2 Mei 2025 – AES baru saja merilis laporan keuangan kuartalan terbarunya, dan hasilnya tampak kurang menggembirakan. Mari kita lihat datanya lebih dekat.
Pendapatan turun di bawah angka 3 miliar dolar, hanya mencapai $2,926 miliar, turun 5,2% dibanding tahun lalu dan tidak mencapai ekspektasi analis sebesar $3,0475 miliar. Laba juga turun 28,8%, hanya mencapai $441 juta. Pendapatan bersih anjlok drastis, turun 89,4%, dengan $46 juta diatribusikan kepada pemegang saham AES.
Sebagai hasilnya, laba per saham (EPS) turun 46% dari tahun sebelumnya, dan EPS yang disesuaikan secara non-GAAP hanya $0,27, jauh di bawah ekspektasi analis sebesar $0,34.

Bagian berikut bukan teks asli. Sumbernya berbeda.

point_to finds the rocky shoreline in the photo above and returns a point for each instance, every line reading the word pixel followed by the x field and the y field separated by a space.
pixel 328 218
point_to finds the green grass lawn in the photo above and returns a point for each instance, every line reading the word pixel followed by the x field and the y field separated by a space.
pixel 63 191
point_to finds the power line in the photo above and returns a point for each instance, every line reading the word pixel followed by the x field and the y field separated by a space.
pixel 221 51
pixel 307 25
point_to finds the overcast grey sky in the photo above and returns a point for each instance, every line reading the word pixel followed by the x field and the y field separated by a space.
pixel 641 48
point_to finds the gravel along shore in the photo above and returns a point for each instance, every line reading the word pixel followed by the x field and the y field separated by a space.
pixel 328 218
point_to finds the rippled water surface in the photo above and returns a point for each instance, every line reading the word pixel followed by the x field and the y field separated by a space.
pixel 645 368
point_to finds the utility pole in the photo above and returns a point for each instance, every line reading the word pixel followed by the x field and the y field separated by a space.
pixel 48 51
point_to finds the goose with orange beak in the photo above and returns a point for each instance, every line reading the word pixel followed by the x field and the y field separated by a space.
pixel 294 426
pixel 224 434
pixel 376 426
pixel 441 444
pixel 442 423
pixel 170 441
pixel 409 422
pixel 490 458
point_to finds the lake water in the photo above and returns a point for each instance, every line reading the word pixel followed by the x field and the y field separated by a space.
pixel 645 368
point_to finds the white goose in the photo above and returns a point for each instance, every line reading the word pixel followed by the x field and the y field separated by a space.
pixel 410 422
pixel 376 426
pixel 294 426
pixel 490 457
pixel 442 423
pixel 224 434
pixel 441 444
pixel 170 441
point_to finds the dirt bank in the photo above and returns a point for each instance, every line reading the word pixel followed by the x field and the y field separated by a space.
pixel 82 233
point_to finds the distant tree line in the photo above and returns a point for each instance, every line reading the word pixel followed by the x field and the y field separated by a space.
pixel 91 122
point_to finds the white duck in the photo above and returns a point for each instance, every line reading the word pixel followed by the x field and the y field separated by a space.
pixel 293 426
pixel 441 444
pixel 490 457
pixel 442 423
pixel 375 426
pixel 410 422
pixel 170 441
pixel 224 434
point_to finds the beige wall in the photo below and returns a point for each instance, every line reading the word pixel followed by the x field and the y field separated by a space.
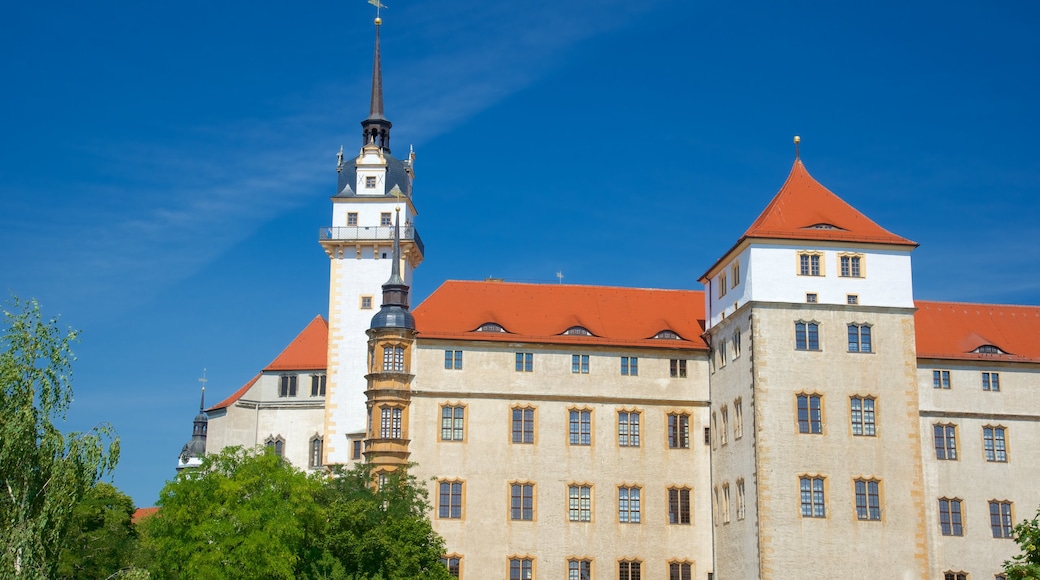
pixel 488 462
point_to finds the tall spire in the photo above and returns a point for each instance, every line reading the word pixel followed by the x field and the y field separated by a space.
pixel 375 129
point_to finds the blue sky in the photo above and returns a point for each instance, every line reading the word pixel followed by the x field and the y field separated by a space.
pixel 164 167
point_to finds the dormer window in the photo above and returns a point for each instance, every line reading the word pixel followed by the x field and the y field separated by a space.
pixel 988 349
pixel 490 327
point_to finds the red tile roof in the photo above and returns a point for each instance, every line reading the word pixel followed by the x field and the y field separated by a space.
pixel 805 210
pixel 143 512
pixel 954 330
pixel 308 351
pixel 540 313
pixel 236 395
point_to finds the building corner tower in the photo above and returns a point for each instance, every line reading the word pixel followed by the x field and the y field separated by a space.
pixel 360 247
pixel 814 409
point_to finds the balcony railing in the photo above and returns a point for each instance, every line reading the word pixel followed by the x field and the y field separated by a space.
pixel 369 233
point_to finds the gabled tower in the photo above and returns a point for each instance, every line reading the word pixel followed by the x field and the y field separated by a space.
pixel 391 336
pixel 811 328
pixel 359 244
pixel 195 449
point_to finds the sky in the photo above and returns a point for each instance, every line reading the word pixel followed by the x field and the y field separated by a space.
pixel 164 167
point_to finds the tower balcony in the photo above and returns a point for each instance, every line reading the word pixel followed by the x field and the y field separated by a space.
pixel 330 234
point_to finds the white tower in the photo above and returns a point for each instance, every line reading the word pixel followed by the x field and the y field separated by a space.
pixel 360 247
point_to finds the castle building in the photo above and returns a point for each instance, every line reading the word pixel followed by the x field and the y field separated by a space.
pixel 801 416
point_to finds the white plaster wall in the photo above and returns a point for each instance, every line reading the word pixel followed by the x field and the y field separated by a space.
pixel 771 275
pixel 488 460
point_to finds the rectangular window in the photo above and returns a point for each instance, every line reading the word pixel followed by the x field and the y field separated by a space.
pixel 629 366
pixel 580 430
pixel 678 431
pixel 806 336
pixel 449 500
pixel 737 419
pixel 629 570
pixel 393 359
pixel 950 517
pixel 999 518
pixel 810 418
pixel 628 505
pixel 990 381
pixel 287 387
pixel 317 385
pixel 867 500
pixel 678 506
pixel 628 428
pixel 739 499
pixel 523 425
pixel 940 379
pixel 390 422
pixel 452 422
pixel 525 362
pixel 812 497
pixel 453 564
pixel 521 569
pixel 579 503
pixel 859 338
pixel 808 264
pixel 315 452
pixel 452 360
pixel 578 570
pixel 945 441
pixel 850 266
pixel 994 445
pixel 677 368
pixel 862 416
pixel 522 502
pixel 725 503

Salah satu topik yang paling ramai dibahas beberapa tahun terakhir adalah kebutuhan listrik dari teknologi AI.
Menurut data publik, pada tahun 2024 AES menandatangani kontrak baru sebesar 6,8 GW, termasuk 4,4 GW perjanjian pembelian listrik jangka panjang (PPA) untuk energi terbarukan, serta 2,1 GW untuk mendukung beban pusat data di Ohio. Hingga akhir tahun 2024, AES memiliki cadangan proyek energi terbarukan sebesar 11,9 GW, dengan 4,9 GW sedang dalam tahap konstruksi.

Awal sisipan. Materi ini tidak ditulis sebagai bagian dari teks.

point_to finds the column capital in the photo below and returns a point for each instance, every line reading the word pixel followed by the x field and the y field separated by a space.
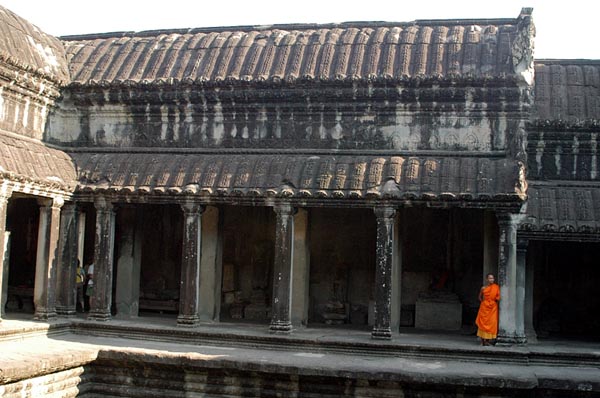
pixel 385 212
pixel 192 206
pixel 69 207
pixel 5 195
pixel 285 209
pixel 102 203
pixel 522 243
pixel 506 218
pixel 54 203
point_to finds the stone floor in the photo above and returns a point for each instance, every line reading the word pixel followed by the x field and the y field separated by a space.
pixel 29 348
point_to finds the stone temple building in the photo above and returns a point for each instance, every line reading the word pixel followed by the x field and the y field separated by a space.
pixel 353 175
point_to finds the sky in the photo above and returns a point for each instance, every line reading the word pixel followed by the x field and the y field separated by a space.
pixel 565 29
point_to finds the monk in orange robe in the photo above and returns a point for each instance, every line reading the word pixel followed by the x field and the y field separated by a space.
pixel 487 317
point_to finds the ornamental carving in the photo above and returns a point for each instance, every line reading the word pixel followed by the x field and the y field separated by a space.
pixel 358 176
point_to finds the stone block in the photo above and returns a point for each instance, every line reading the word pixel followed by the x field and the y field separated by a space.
pixel 440 315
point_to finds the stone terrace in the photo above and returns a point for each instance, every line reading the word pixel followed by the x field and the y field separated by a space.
pixel 148 357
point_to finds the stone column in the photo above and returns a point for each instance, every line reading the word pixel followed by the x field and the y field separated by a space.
pixel 81 221
pixel 44 292
pixel 384 258
pixel 282 269
pixel 103 260
pixel 490 244
pixel 4 196
pixel 190 268
pixel 301 271
pixel 396 277
pixel 129 262
pixel 211 265
pixel 511 326
pixel 529 286
pixel 68 248
pixel 67 263
pixel 522 244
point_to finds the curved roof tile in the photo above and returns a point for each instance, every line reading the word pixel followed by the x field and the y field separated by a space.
pixel 345 176
pixel 562 209
pixel 27 47
pixel 329 52
pixel 26 160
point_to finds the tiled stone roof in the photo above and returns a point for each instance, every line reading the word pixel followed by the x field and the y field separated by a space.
pixel 562 209
pixel 348 51
pixel 290 175
pixel 28 48
pixel 28 161
pixel 567 91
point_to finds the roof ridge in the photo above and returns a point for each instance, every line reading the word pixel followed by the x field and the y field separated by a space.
pixel 293 26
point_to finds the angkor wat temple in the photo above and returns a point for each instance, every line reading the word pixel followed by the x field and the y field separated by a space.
pixel 353 175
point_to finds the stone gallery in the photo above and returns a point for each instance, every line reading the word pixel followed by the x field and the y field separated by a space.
pixel 354 175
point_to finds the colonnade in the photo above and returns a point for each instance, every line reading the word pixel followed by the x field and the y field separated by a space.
pixel 59 238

Dalam laporan keuangan terbaru ini, AES menambahkan proyek Salinas dan Jobos (gabungan tenaga surya dan penyimpanan energi), dan melaporkan telah menyelesaikan pembangunan 12 GW energi terbarukan sepanjang 2024. Untuk tahun 2025, AES memperkirakan akan menambah 1,2 hingga 2,2 GW, sebagian di antaranya akan digunakan untuk memasok listrik ke pusat data AI. Angka ini jelas turun dibandingkan tahun sebelumnya.
Hal penting lainnya adalah, pusat data AI mengonsumsi energi dalam jumlah sangat besar. Namun, dalam laporan ini AES tidak secara spesifik menyebutkan biaya yang terkait langsung dengan AI. Mereka hanya menyebutkan proyeksi pengeluaran modal (capex) sebesar $6,4 hingga $7,2 miliar untuk tahun 2025, yang sebagian besar digunakan untuk mendukung infrastruktur AI, termasuk pembelian GPU. Jadi, apakah investasi AES dalam pusat data AI benar-benar akan memberikan keuntungan?
Berdasarkan informasi yang tersedia, AES memang tampaknya memanfaatkan AI untuk mendukung strategi transisi keluar dari energi batu bara. AI digunakan untuk mengoptimalkan portofolio energi terbarukan dan mengurangi jejak karbon — sejalan dengan tren transisi energi global. AI juga bisa mendukung manajemen jaringan listrik dan distribusi energi yang lebih efisien.
Secara teori, permintaan listrik yang semakin besar dari perusahaan AI di AS seharusnya bisa mendorong pertumbuhan bisnis energi terbarukan AES. Namun, dari hasil laporan kuartal ini, kita belum melihat dampak signifikan dari kebutuhan listrik AI terhadap performa AES.
Hingga saat ini, satu-satunya hal yang terlihat adalah, AES tetap membayar dividen kuartalan sebesar $0,17595 per saham, yang akan dibayarkan pada 15 Mei 2025. Tapi, apakah itu cukup menarik bagi para investor?